I've never written a JSON file before, so I'm not sure exactly what the arguments should be in the case of a custom build of Sage in my home directory. Would it be possible to add an example to that documentation which specifically addresses this use case?
Also, where that documentation says "click the reload button (top right of the Jupyter notebook) to let it search for kernels and find your configuration", it should be something like "select 'Refresh Kernel List' from the Kernel menu to let the notebook search for kernels and find your configuration."
Since I figured this out, I should show my work in case this can be used to improve the documentation.

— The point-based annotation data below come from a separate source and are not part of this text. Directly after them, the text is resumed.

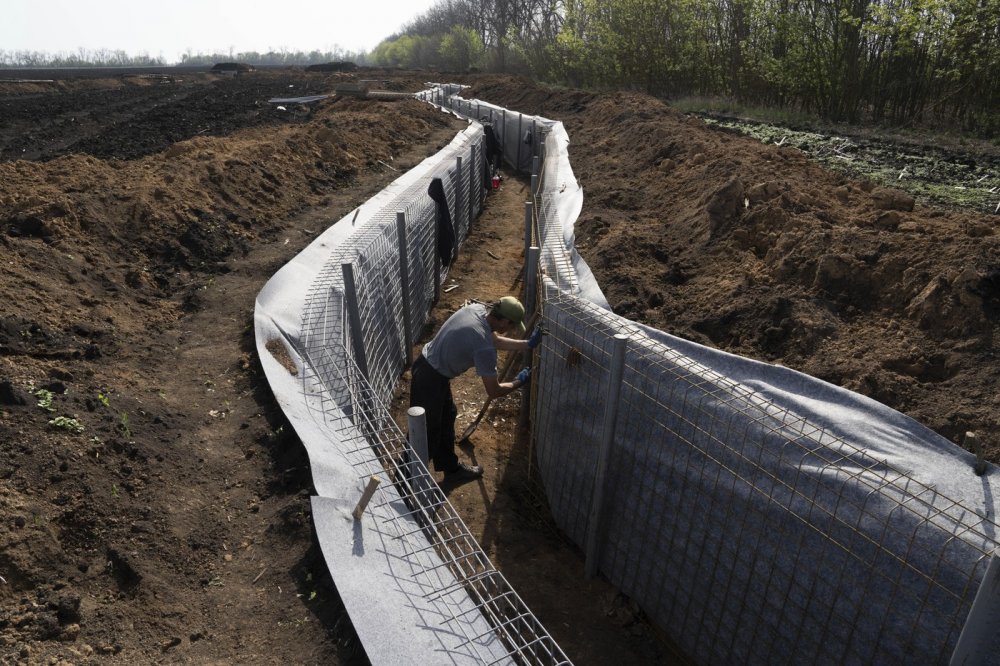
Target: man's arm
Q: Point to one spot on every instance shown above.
(509, 344)
(495, 389)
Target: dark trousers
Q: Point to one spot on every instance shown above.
(432, 391)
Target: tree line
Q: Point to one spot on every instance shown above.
(904, 62)
(118, 58)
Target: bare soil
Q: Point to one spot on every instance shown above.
(139, 216)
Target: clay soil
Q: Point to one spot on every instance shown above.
(154, 502)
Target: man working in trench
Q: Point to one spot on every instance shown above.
(469, 338)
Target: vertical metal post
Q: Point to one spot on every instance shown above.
(528, 220)
(979, 633)
(503, 134)
(416, 425)
(531, 281)
(520, 141)
(595, 533)
(404, 279)
(534, 176)
(354, 319)
(473, 190)
(458, 192)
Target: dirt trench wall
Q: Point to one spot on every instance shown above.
(333, 344)
(755, 513)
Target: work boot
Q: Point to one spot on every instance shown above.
(463, 473)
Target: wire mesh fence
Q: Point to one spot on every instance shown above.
(745, 530)
(436, 561)
(362, 315)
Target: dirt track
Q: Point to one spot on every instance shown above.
(143, 216)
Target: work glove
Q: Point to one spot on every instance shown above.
(535, 338)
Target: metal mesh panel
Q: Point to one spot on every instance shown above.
(411, 510)
(354, 347)
(748, 532)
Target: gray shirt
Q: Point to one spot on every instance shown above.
(464, 341)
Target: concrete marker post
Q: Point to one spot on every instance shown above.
(354, 319)
(416, 425)
(404, 279)
(366, 497)
(595, 531)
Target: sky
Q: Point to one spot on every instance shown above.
(169, 29)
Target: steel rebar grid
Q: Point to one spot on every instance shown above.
(709, 436)
(372, 443)
(351, 404)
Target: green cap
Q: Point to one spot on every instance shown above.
(511, 309)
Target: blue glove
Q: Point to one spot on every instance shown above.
(535, 338)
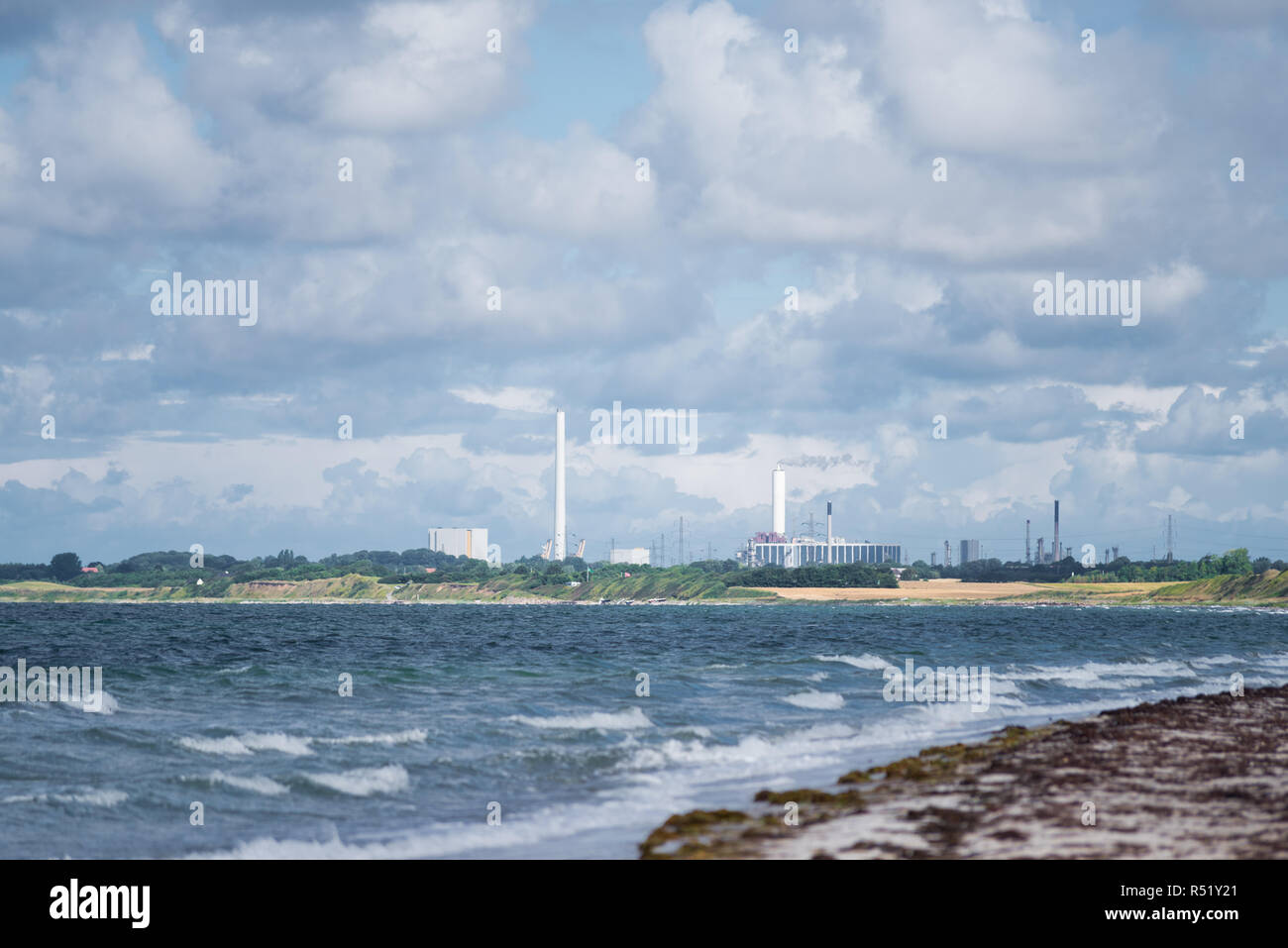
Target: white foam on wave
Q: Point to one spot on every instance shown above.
(627, 806)
(275, 741)
(249, 743)
(867, 661)
(103, 704)
(399, 737)
(214, 745)
(1103, 674)
(365, 781)
(1216, 660)
(259, 785)
(818, 700)
(595, 720)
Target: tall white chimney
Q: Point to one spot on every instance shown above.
(557, 552)
(780, 478)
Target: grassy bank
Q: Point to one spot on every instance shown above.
(1269, 588)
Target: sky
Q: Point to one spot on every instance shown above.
(498, 254)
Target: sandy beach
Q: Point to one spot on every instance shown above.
(956, 590)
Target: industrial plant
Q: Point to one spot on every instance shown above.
(774, 548)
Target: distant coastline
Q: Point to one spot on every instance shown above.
(1267, 590)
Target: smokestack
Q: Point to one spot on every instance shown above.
(780, 496)
(558, 550)
(1055, 543)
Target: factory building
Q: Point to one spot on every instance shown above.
(777, 549)
(805, 552)
(459, 541)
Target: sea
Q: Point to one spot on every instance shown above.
(478, 730)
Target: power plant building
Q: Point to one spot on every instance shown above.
(777, 549)
(459, 541)
(764, 549)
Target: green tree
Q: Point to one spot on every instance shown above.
(64, 566)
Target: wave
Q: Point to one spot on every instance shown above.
(399, 737)
(106, 703)
(866, 661)
(595, 720)
(259, 785)
(819, 700)
(249, 743)
(283, 743)
(1103, 674)
(365, 781)
(94, 797)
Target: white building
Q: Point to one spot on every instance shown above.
(805, 552)
(459, 541)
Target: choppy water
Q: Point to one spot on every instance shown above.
(535, 707)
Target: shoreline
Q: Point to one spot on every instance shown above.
(1181, 779)
(1269, 591)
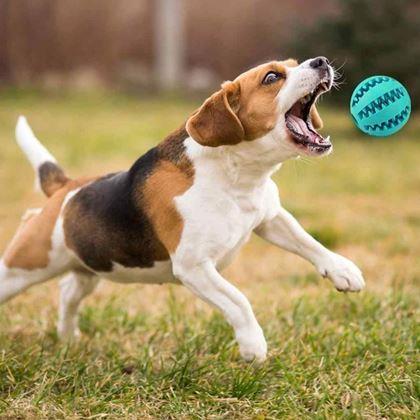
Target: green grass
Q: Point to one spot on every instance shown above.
(158, 352)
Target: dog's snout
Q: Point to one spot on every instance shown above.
(320, 63)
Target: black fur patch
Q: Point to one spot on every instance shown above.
(105, 221)
(51, 177)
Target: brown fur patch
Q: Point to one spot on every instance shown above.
(244, 109)
(51, 178)
(115, 219)
(165, 183)
(32, 242)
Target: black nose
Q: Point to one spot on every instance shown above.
(319, 63)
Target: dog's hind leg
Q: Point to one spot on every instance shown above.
(74, 287)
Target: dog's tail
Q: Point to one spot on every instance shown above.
(49, 176)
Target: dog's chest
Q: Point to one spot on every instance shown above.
(218, 220)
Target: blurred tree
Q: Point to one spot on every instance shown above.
(169, 36)
(369, 37)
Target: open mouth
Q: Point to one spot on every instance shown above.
(299, 124)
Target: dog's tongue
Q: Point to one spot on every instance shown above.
(302, 128)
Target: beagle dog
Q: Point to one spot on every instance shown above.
(184, 209)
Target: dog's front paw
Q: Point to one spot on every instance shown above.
(68, 335)
(345, 275)
(252, 345)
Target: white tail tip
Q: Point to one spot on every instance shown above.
(36, 153)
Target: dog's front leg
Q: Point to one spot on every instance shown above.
(284, 231)
(204, 280)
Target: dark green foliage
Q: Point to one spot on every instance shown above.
(369, 37)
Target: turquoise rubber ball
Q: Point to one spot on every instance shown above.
(380, 106)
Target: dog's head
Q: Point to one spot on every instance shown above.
(276, 98)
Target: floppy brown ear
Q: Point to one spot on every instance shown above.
(316, 120)
(215, 123)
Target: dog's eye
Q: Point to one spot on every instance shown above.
(272, 77)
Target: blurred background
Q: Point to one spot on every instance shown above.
(135, 45)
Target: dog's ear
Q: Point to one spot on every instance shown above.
(316, 120)
(215, 123)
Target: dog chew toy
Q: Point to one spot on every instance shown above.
(380, 106)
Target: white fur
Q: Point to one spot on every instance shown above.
(35, 152)
(232, 196)
(160, 273)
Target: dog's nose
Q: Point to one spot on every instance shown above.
(319, 63)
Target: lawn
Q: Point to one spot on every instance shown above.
(158, 352)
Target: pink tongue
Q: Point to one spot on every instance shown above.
(300, 127)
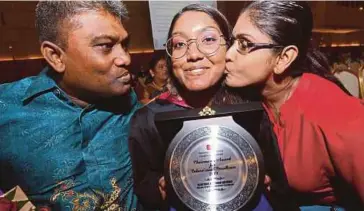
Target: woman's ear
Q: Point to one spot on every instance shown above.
(287, 56)
(54, 55)
(151, 72)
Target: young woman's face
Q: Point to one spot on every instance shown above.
(246, 65)
(197, 70)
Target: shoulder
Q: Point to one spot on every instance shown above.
(326, 104)
(15, 90)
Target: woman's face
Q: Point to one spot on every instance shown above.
(198, 70)
(246, 65)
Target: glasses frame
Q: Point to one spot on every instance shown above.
(190, 41)
(253, 46)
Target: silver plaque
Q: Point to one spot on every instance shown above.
(214, 164)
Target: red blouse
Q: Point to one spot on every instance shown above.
(317, 120)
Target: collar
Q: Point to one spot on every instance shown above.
(174, 99)
(41, 84)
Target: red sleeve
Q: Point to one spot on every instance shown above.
(341, 119)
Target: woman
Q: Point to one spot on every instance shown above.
(319, 127)
(196, 50)
(159, 77)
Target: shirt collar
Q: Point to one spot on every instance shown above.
(41, 84)
(174, 99)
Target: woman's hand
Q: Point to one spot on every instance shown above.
(162, 188)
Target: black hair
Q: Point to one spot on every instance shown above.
(51, 15)
(156, 57)
(290, 23)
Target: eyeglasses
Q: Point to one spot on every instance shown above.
(245, 47)
(207, 42)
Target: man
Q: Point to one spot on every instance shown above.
(63, 133)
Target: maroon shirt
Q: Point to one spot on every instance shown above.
(321, 127)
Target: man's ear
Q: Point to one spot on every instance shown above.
(285, 59)
(151, 72)
(54, 55)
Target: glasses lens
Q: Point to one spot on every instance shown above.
(209, 41)
(243, 46)
(176, 46)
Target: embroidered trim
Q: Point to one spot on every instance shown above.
(88, 201)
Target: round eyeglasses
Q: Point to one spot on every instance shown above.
(245, 46)
(207, 42)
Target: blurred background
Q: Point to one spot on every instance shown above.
(338, 32)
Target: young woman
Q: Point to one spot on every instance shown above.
(196, 48)
(319, 127)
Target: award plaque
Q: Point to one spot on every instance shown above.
(213, 162)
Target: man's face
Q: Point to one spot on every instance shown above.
(96, 57)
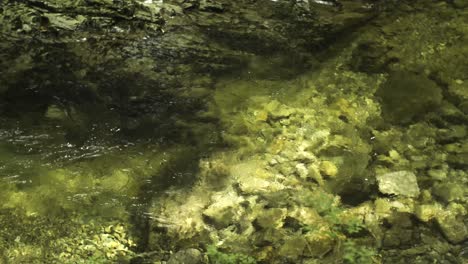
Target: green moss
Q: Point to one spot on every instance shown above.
(217, 257)
(355, 254)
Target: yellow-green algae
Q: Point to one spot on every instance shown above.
(296, 180)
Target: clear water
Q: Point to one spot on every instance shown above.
(100, 192)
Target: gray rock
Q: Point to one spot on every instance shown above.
(399, 183)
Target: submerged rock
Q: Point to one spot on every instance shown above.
(452, 227)
(399, 183)
(406, 96)
(186, 256)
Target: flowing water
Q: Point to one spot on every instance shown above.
(356, 155)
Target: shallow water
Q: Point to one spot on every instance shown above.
(284, 160)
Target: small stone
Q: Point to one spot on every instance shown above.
(293, 247)
(438, 175)
(328, 168)
(426, 212)
(186, 256)
(314, 173)
(272, 218)
(302, 171)
(453, 228)
(399, 183)
(223, 212)
(448, 191)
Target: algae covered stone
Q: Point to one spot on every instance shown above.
(407, 96)
(402, 183)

To figure out how to format the JSON file, I eventually figured out that I should look at the existing ones by doing jupyter kernelspec list
. That gave me the directory to look at one of the JSON files for Sage itself, and copying that (and changing the path to the executable) was sufficient.
Yes, the documentation is not well discoverable and likely outdated. We should update it, and yes, it won't hurt to add an explicit example. In any case, good to know that it did work as expected despite the troubles.
To clarify: locally installed = installed into your own project.
We can now also make it much easier and quicker to get a pre-built ready-for-dev/modification version of Sage: https://github.com/sagemathinc/cocalc/issues/2361
If you have an extra SageMath install in your project and you want to add a kernel for it that works in the system-wide Jupyter install, read this answer to a Stackoverflow question: https://stackoverflow.com/questions/39296020/how-to-install-sagemath-kernel-in-jupyter/41595015#41595015
I had actually found that answer, but it didn't help me because I can't run "sudo" within a project and I wasn't sure how to modify the instructions appropriately. (I explained above what ended up working in the end.)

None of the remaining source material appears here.